Creepy Christianity and September 11
I begin with a quotation about the United States in 2004:
[H]airy-backed swamp developers and corporate shills, faith-based economists, fundamentalist bullies with Bibles, Christians of convenience, freelance racists, misanthropic frat boys, shrieking midgets of AM radio, tax cheats, nihilists in golf pants, brownshirts in pinstripes, sweatshop tycoons, hacks, fakirs, aggressive dorks, Lamborghini libertarians, people who believe Neil Armstrong’s moonwalk was filmed in Roswell, New Mexico, little honkers out to diminish the rest of us…
Is this the irritated rant of an urban hipster, mercilessly mocking those beyond the world of downtown lofts and polymorphous pleasure; words dropped from a laptop while hurtling across the so-called fly-over states? No. The quotation comes from a true son of the Midwest, Garrison Keillor (2004).

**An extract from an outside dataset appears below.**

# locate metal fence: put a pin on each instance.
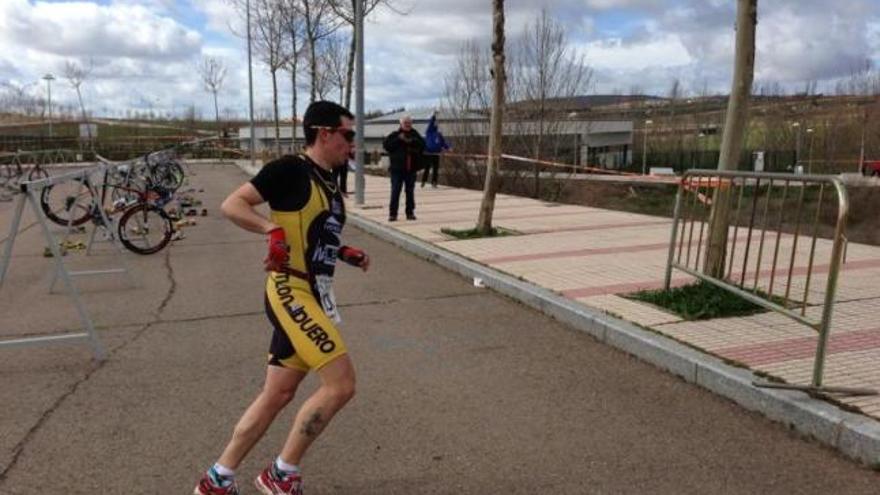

One must ponder hard a nation where the vast majority attests to the existence of a devil and individuated angels; 45% of people think aliens have visited Earth; three times more people think there are ghosts than was the case a quarter of a century ago; and 84% say there is posthumous survival of the soul, up 24% on 1972 (Hutton, 2003a; Mann 2003: 103; Pew Internet & American Life Project, 2004; Gallup, 2002-03; O’Connor 2005: 8).